Wed Nov 14 17:31:11 PST 2007

RDS rdma operations allow RDS clients to issue a remote direct memory 
access (rdma) to a remote host's memory using an RDS socket and 
additional RDS services.

RDS rdma operations require RDS transports capable of RDMA operations - 
such as IB or IWARP.

Today, RDS RDMA operations are not reliable. Yea, I know - then why are 
they performed by the RDS ULP ? Call it circumstance, or just a fact of 
life - either is fine.  The reason they are not reliable is more a 
practical issue - as it would be possible to make them reliable.  If we 
wanted them to be reliable (survive path and adapter failures) we'd need 
to deal with multiple rdma keys - as today rdma keys are scoped to 
individual adapters. So for simplicity they are not reliable.

Therefore, it is up to clients to either use synchronous RDMA operations 
which return RDMA status - or to submit rdma operations asynchronously 
and detect failed rdma operations (no response from rdma server 
timeout). Since it is uncommon for network paths to fail there are many 
advantages to issuing rdma operations asynchronously most notable - IOP 
rates.

So how do we perform async RDMA operations ?
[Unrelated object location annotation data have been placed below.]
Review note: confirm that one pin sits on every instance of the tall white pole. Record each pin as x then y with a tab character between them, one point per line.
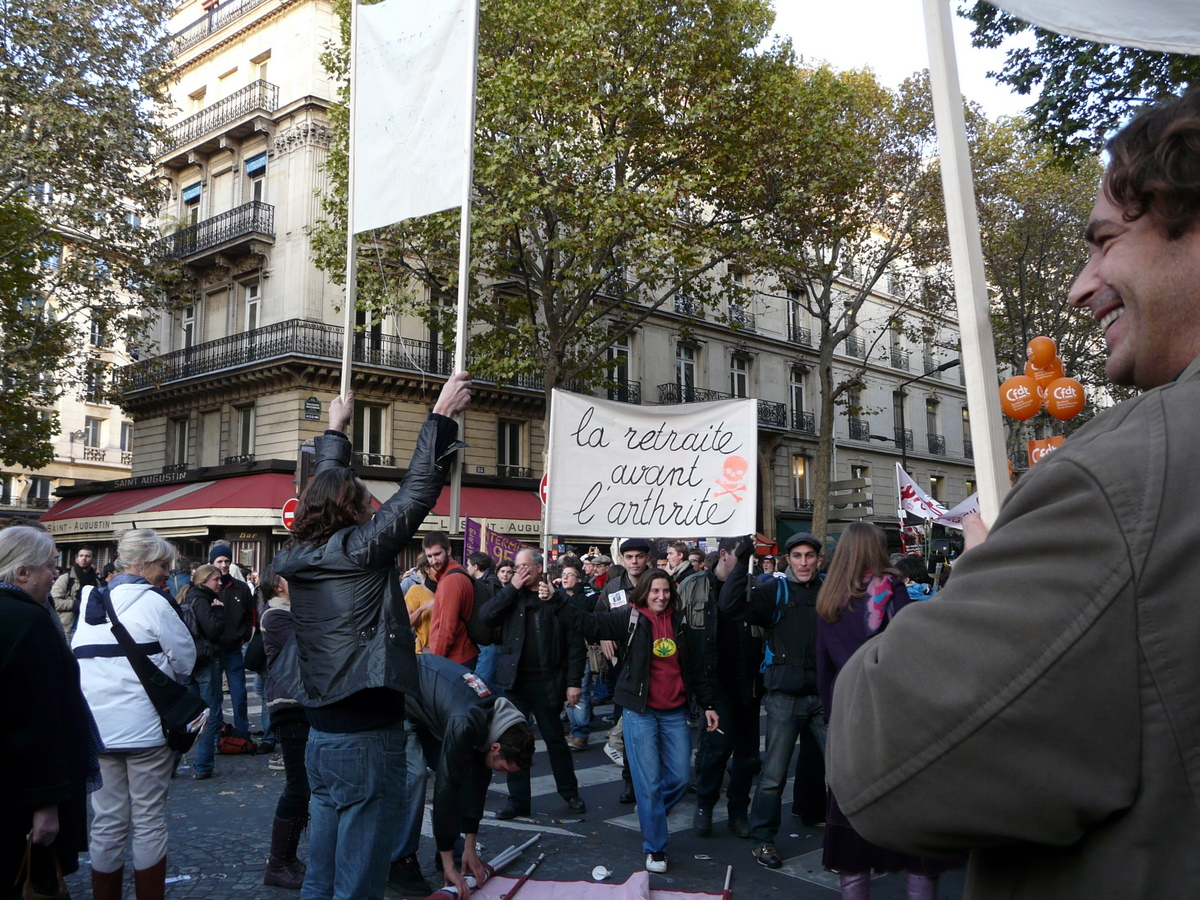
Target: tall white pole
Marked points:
352	244
966	253
460	347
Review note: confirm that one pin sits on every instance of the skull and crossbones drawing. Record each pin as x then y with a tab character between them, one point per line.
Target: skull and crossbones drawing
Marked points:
733	481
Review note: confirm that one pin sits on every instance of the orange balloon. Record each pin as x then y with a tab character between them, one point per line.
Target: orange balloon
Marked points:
1065	399
1041	352
1044	375
1019	397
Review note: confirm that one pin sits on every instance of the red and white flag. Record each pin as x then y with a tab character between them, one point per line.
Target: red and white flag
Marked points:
913	499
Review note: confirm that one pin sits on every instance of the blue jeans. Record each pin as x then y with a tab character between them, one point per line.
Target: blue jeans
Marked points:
580	715
358	796
786	715
658	747
414	797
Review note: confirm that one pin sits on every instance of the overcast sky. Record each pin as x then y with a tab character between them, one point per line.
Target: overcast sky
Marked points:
889	37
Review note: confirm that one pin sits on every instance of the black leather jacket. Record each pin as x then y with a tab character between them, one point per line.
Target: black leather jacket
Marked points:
559	658
351	621
634	682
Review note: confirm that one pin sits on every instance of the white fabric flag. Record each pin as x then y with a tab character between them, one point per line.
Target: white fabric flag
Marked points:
954	517
687	471
414	72
1169	25
913	499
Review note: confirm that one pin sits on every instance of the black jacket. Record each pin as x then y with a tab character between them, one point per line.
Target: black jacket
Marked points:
561	658
731	652
791	627
351	619
634	682
454	723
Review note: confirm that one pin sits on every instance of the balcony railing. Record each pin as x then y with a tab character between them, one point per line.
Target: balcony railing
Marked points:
363	459
627	393
255	96
742	319
250	219
514	471
802	336
214	21
769	412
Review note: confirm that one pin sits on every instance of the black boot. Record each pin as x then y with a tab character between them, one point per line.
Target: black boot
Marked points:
283	870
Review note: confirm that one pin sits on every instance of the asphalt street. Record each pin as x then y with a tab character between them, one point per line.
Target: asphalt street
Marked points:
220	835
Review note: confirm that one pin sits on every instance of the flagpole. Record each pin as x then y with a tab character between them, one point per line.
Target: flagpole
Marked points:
460	345
966	252
352	244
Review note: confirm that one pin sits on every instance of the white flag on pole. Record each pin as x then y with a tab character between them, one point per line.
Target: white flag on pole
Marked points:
913	499
687	471
1169	25
954	517
414	77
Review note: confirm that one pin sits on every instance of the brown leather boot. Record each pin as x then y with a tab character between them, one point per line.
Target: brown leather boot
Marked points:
151	882
107	886
283	870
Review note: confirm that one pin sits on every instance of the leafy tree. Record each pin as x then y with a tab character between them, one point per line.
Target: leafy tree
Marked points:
1084	90
1032	215
847	195
78	107
611	139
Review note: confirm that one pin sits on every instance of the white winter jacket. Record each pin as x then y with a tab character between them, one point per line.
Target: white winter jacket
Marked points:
124	713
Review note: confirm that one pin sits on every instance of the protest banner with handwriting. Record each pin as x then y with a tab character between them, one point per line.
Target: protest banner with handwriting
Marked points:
687	471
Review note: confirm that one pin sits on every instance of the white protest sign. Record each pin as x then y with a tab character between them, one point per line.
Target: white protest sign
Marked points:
684	471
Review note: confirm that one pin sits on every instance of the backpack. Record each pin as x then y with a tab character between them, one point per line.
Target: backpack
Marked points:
233	742
480	634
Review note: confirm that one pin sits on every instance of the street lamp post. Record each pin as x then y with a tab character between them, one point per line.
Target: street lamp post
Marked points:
901	436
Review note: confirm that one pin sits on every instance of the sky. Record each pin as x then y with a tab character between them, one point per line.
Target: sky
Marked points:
889	37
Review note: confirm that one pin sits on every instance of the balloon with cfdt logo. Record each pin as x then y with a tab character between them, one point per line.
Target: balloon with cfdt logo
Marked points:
1019	397
1041	352
1065	399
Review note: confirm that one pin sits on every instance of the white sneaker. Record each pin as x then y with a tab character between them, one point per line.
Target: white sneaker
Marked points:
613	754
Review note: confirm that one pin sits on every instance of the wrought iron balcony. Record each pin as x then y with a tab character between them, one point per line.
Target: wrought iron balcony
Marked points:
363	459
627	393
514	472
210	23
742	319
294	337
253	220
688	306
771	413
802	336
256	97
804	421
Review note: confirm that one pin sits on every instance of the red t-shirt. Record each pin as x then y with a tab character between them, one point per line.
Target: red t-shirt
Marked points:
666	690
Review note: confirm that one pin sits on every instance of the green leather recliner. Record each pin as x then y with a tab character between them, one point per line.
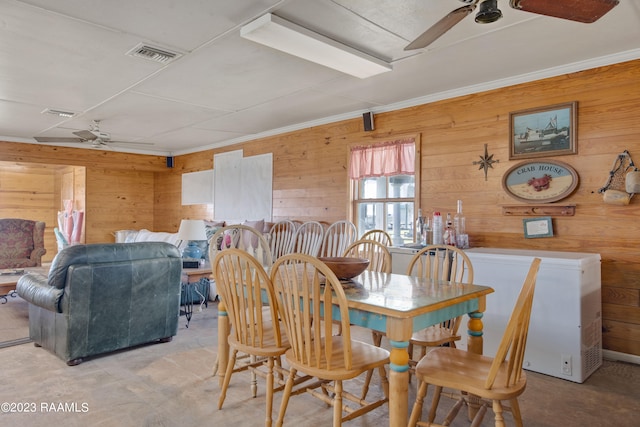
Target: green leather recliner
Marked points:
100	298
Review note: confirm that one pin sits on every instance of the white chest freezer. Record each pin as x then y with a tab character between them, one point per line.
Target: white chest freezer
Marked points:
565	332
RDMA operations can be blocking or non-blocking. For blocking rdma 
operations, when the RDS rdma operation returns - ownership of the 
buffers are returned to the RDS client and status of the RDMA operation 
is returned.

Assuming a non-blocking RDS socket, once the send with rdma passes arg 
checking - the send operation returns. When the service returns it only 
implies that the arguments have passed checking and the rdma operation 
is queued for delivery it may or may not be on the wire. The service 
also returns an RDMA identifier which is relative to the destination of 
the rdma operation.

Steps to perform an async RDS rdma:

1) create an RDS socket .
2) the rdma client requests RDS to create a rdma key for a local buffer 
to be used as either the source
or destination of an rdma operation.
3) the rdma client sends the rdma key along with the description of the 
local buffer and an indication either read or write the buffer to a 
remote rdma server (host).
4) the rdma server issues an rdma read or write via RDS providing the 
rdma key and remote buffer description and optionally provides immediate 
data to be delivered along with the rdma as a normal message to the 
requesting host. RDS returns an rdma operation identifier for the rdma 
initiated. While the rdma is in progress ownerhip of the local source / 
destination buffers belongs to RDS.
5) the rdma server uses an rds barrier operation to detect when RDS has 
returned ownership of local buffers used in the rdma operation. When 
ownership is returned, the client can re-use the buffers.
6) the rdma client host recv's the immediate data message which 
indicates completion of the requested rdma.
7) the rdma client free's the rdma key.